Emaline is a resident of Colby, North Carolina, a beach town that features in a few of Dessen books and where other people come to make summer memories. Except Emaline’s whole life has been spent in and around Colby, and now that she’s about to leave it and start college somewhere new, she finds herself torn between whether she’s going far enough and whether leaving is a natural choice at all.
I thought that post high school discombobulation was handled really well, the sense that you’re about to start some huge new phase in your life without having any clue what to expect, was reflected accurately in Emaline. One of the things I loved about “The Moon and More” was how all the subplots essentially reflected that overarching theme. Emaline’s decision to briefly date Theo, a New Yorker with very different life experiences, her biological father showing up on the eve of his divorce, and the documentary project which focuses on a local artist whom Emaline knows all speak to that idea of some changes being acceptable while others aren’t.

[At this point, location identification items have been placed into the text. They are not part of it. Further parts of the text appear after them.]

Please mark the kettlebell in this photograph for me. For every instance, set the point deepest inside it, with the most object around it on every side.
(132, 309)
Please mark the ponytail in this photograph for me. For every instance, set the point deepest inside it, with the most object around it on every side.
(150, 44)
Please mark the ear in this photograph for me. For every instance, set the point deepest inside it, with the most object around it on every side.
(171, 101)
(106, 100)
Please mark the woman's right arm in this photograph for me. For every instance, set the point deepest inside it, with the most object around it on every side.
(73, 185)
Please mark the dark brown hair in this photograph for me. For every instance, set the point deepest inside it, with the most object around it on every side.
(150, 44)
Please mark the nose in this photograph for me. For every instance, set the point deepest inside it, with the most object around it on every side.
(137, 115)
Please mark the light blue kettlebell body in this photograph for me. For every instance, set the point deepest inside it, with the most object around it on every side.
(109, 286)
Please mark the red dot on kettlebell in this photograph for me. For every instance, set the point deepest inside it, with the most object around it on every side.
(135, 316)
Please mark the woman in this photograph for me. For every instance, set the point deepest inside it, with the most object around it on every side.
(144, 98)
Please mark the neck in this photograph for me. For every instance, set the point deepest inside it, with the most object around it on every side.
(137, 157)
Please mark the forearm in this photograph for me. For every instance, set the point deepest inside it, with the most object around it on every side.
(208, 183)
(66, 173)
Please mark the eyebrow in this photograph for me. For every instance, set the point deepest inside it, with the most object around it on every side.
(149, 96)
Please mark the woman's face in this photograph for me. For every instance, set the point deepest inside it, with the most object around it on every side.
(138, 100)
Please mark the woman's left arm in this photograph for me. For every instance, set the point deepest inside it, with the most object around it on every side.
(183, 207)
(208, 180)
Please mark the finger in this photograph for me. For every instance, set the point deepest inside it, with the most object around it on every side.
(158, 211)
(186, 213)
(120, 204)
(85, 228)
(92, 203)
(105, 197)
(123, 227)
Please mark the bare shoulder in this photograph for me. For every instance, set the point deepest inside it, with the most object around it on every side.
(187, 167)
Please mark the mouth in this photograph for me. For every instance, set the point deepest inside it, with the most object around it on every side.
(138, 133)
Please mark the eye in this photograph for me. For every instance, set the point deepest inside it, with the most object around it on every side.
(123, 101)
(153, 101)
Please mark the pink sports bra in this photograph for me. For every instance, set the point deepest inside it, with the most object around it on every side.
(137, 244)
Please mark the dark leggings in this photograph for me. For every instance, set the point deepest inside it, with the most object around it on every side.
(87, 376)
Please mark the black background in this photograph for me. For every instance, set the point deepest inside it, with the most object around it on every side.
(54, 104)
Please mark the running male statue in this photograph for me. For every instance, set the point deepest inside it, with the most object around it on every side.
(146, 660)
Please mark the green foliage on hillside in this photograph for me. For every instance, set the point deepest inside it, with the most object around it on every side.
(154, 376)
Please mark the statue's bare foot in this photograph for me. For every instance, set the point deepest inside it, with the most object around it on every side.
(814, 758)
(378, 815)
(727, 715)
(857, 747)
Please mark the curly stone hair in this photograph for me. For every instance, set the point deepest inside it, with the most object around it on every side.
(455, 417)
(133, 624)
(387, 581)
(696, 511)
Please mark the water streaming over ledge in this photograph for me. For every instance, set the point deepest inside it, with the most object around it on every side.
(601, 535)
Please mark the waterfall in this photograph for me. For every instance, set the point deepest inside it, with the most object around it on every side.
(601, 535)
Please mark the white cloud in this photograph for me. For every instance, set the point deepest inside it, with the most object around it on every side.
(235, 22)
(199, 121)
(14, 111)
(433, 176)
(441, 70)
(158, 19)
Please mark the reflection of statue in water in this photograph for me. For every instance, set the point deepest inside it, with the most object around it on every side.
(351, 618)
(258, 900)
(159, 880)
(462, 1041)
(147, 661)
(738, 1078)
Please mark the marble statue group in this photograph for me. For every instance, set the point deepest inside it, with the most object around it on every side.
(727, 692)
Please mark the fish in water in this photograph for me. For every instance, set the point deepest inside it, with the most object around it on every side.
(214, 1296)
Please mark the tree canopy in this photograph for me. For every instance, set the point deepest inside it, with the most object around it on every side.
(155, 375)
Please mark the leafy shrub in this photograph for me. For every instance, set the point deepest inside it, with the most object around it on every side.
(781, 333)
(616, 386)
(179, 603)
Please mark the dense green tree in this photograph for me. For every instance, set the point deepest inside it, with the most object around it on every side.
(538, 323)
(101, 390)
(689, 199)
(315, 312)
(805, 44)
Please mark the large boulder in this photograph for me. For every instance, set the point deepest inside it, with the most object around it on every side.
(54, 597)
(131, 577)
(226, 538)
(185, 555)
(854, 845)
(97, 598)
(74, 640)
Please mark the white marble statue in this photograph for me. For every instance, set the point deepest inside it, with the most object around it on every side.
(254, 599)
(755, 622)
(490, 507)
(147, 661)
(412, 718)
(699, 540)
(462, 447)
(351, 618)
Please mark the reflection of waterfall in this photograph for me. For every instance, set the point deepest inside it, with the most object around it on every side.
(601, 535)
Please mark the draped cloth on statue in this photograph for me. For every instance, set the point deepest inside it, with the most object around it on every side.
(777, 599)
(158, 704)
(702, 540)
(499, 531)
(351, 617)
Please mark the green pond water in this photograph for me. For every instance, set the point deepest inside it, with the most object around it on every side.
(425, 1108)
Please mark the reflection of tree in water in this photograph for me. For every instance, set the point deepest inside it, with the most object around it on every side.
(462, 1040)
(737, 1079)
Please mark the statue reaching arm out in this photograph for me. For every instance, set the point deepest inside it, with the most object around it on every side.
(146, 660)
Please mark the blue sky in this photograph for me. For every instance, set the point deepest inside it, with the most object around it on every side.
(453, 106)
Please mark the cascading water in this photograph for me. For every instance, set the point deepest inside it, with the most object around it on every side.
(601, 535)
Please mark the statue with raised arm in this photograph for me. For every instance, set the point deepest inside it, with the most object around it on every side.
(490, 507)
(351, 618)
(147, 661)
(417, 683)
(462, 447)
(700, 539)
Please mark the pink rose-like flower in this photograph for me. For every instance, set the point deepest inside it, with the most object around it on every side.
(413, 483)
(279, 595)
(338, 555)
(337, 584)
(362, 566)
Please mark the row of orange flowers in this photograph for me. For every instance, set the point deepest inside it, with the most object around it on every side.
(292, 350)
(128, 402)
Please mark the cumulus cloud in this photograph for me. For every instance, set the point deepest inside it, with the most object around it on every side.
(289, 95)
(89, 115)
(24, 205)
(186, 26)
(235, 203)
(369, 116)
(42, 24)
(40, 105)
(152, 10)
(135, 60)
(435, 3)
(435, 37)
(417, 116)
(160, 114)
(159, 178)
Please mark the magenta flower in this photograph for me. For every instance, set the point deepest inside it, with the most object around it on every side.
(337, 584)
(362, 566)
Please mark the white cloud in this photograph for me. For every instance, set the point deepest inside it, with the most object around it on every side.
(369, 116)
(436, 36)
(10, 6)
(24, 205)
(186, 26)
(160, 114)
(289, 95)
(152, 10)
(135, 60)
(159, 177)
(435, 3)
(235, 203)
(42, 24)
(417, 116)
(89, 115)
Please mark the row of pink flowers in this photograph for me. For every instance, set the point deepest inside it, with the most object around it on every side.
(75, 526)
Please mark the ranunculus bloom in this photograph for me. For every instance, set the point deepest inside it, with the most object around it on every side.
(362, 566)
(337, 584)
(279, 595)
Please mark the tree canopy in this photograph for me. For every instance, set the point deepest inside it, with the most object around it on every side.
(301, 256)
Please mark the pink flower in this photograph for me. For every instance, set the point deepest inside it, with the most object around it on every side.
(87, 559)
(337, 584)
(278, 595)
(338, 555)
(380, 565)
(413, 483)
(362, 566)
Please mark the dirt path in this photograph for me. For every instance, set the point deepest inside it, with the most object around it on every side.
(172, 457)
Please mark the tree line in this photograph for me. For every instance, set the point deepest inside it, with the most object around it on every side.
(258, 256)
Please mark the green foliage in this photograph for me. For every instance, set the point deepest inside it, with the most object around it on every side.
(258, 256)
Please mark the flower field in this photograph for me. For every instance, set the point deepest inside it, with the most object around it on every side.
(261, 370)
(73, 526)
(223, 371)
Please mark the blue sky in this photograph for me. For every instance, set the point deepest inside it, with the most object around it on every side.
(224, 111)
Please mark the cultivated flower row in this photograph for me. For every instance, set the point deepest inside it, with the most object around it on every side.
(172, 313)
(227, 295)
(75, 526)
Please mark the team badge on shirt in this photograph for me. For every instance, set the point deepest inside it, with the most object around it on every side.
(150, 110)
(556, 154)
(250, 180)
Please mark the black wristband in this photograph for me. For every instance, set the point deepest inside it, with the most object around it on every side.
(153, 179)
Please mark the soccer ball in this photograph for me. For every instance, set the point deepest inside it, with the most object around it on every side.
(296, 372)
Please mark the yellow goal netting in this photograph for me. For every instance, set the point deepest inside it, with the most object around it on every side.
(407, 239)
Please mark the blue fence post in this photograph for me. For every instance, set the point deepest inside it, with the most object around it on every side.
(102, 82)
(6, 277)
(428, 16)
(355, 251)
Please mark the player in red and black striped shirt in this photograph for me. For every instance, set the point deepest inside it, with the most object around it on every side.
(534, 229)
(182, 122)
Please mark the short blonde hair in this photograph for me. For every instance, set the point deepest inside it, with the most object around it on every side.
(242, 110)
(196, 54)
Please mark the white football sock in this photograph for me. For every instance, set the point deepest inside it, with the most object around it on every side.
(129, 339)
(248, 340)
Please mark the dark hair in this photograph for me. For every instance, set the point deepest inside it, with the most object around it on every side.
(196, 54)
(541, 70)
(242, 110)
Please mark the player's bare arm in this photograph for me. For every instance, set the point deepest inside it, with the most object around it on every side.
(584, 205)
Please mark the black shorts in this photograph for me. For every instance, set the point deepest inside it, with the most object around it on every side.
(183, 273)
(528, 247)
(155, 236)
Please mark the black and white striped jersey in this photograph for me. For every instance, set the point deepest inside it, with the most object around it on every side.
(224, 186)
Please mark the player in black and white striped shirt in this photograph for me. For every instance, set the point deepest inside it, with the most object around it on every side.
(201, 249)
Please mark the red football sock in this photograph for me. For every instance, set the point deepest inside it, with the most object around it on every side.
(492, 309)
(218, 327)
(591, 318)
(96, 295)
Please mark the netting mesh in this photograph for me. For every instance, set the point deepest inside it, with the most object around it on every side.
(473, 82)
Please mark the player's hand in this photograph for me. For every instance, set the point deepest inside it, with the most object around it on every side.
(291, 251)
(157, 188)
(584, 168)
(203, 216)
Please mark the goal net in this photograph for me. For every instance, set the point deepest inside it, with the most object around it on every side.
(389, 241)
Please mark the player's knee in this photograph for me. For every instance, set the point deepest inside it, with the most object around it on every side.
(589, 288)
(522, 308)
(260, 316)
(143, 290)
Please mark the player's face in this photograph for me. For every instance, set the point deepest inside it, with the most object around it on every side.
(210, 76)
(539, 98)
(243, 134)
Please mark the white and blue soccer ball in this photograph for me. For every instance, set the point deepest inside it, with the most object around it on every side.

The book itself sees a lot of transitions between character relationships–from break-ups and make-ups, to developing friendships, to family fallouts–and none of them felt forced or unnecessary. Like with most of Dessen’s books, I loved the secondary characters at least as much as I loved Emaline as the protagonist. Their agendas and concerns and ambitions were all believable and easy to relate to. I loved seeing some of those agendas come together in the final few chapters.
The reason I only gave “The Moon and More” three stars, however, was a simple one. As much as I enjoyed the story and its characters and its handling, I never quite managed to fall in love. It was a quick, fun read and I’m glad I picked it up, but I never quite reached the level of emotional investment that I have with a few of Dessen’s other novels. I’m willing to bet a large part of my response has more to do with personal preference than anything else though.
If you’re looking for a fun, summer read a month or two after the fact, you should still give this book a try.